Hate Crimes Decrease in California Gays Still Targeted -
Despite state numbers showing a drop in hate crimes in 2011, many who work with the gay community say the data is inaccurate because many crimes go unreported.
“I think the numbers are much higher,” said Adriana di Bartolo, director of the Queer Resource Center at Pomona College in Claremont. “There are a lot of reasons why someone wouldn’t report a crime like this. If you’re not out to the larger community, you can out yourself by reporting the crime.”
Hate crimes with a sexual orientation bias were the second most common type of hate crime, making up 23percent of all reported hate crimes in 2011, according to numbers recently released by the California Attorney General’s Office. That number is slightly down from 2010.
Those statistics were released several days after a gay slur was spray painted across the garage door of a Claremont home and one day after four Camp Pendleton Marines allegedly attacked a gay man outside a Long Beach gay bar. The Long Beach incident is being investigated as a possible hate crime.

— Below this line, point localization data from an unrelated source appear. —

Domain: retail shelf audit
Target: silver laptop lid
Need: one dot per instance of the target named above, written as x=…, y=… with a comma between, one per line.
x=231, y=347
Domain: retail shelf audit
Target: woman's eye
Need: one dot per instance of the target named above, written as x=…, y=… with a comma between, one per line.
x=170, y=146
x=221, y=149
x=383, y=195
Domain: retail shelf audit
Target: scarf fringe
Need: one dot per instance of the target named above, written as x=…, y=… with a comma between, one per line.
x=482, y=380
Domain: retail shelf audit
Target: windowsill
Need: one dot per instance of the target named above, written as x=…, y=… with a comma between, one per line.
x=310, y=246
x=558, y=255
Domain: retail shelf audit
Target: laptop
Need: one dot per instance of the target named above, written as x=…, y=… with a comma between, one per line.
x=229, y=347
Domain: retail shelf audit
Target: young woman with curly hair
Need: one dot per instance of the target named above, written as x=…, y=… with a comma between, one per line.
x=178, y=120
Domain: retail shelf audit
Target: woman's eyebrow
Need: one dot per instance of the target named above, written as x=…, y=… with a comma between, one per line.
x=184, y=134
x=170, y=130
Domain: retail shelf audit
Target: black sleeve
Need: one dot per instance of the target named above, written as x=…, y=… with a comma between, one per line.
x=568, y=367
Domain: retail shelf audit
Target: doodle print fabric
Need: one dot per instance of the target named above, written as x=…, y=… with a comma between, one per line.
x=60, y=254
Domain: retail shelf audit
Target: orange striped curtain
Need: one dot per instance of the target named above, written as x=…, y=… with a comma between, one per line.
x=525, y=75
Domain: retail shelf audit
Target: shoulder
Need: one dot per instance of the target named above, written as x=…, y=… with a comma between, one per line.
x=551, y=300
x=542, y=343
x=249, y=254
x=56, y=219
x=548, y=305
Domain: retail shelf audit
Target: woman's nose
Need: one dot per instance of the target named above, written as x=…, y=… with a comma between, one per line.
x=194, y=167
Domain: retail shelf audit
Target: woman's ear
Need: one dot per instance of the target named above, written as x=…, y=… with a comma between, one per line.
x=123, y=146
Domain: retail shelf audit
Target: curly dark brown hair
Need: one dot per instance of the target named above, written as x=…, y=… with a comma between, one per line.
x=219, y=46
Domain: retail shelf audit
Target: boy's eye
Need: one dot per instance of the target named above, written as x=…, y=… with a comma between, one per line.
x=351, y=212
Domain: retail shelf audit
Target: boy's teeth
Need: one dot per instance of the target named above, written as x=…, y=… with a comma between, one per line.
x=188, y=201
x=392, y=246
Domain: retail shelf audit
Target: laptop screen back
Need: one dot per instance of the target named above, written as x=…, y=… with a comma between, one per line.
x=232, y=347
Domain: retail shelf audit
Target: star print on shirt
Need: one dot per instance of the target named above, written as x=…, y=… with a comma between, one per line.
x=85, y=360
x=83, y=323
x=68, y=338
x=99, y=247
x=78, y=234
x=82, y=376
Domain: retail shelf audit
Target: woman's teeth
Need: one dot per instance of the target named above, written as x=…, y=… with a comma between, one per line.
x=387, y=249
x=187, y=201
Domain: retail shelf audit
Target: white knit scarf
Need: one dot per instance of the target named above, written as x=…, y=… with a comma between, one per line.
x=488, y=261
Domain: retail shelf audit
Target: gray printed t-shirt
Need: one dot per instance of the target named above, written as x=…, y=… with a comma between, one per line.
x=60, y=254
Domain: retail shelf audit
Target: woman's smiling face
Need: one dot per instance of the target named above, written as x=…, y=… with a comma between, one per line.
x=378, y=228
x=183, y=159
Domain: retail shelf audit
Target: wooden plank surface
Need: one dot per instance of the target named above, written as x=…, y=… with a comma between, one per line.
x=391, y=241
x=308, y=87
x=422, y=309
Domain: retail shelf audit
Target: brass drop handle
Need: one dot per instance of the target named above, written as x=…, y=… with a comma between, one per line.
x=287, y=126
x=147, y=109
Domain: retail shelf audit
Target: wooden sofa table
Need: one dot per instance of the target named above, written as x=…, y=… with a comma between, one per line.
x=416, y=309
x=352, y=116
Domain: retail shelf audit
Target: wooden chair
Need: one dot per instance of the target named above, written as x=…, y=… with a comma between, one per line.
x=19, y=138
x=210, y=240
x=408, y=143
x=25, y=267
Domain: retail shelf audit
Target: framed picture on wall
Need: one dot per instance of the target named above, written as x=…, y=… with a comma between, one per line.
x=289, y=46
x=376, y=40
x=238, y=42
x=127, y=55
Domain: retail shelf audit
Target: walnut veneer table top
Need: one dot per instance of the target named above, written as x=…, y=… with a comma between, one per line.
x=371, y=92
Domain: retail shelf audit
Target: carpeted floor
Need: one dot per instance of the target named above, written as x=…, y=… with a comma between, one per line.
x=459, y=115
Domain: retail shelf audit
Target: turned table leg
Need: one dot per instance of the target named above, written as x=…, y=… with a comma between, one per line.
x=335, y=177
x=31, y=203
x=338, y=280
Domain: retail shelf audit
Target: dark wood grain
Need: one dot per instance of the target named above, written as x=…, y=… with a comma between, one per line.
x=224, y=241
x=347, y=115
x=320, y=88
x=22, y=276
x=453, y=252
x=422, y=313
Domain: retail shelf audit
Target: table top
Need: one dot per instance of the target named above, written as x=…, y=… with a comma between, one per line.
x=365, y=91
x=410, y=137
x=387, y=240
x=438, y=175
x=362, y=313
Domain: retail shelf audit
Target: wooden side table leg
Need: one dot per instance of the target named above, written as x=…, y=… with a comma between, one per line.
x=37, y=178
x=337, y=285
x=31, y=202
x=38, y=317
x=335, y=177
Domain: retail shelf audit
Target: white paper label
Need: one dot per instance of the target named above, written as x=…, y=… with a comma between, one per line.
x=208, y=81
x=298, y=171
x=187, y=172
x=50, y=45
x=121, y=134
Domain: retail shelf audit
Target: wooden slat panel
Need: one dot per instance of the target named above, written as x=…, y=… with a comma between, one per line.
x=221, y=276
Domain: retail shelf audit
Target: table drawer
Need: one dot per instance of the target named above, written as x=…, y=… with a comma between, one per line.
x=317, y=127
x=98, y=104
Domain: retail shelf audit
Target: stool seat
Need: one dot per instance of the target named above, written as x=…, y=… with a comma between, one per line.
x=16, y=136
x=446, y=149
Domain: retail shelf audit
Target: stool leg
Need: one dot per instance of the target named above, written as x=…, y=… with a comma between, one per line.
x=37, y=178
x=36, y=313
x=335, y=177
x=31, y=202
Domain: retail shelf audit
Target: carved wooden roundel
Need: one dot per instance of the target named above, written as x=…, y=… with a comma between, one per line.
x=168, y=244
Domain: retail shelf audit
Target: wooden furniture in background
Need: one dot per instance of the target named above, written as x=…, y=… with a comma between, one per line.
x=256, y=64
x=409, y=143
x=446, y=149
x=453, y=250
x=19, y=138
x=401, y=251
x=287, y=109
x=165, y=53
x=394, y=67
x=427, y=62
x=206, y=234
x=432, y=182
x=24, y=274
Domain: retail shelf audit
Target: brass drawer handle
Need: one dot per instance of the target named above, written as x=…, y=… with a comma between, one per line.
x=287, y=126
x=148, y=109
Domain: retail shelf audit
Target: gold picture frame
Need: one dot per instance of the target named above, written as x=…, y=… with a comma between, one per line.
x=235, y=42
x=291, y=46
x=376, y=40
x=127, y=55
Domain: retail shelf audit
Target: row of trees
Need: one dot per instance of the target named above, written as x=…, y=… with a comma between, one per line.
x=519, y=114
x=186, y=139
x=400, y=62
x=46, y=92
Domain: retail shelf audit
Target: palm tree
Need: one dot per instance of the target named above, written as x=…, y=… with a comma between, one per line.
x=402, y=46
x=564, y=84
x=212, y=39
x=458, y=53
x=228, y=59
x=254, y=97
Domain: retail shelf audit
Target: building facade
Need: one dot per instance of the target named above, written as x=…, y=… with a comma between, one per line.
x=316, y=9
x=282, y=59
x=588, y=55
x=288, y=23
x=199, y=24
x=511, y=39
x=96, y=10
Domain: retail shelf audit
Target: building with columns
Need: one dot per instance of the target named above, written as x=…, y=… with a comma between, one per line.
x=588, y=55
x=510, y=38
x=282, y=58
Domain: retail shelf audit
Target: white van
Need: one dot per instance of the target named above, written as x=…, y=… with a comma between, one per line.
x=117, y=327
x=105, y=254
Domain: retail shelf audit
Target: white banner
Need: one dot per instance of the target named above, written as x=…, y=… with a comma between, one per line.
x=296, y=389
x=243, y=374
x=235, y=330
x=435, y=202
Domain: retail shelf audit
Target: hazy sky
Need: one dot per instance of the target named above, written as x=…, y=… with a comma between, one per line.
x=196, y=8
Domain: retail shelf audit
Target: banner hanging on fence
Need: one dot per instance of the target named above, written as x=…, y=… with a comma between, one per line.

“I’ve known one person who was beat up pretty bad a while ago who didn’t want to report it like a hate crime,” said Charlie Santos, a 25-year-old gay man who declined to say where he lived, only saying he lived in San Bernardino County. “He told the police it was just a fight.
“He didn’t tell him the guy who did it had been calling him names for a while before the fight happened. He didn’t want the cops to know he was gay.”
But attacks are not always physically violent.
“Many of the incidents we see are more verbal where someone is called a gay slur or someone makes jokes at their expense,” said Ebony Williams, program coordinator at the Queer Resource Center.
Lashing out against gays is one of the last acceptable forms of hate speech, according to some in the gay community.
People will use the term “gay” in a derogatory way quite openly and without much thought as to what the term actually means, said Santos.
“You hear everyone say it, even kids,” he said. “`That shirt’s gay.’ `What he did was so gay.’ It happens a lot but people don’t really think about it. It’s just an insult.”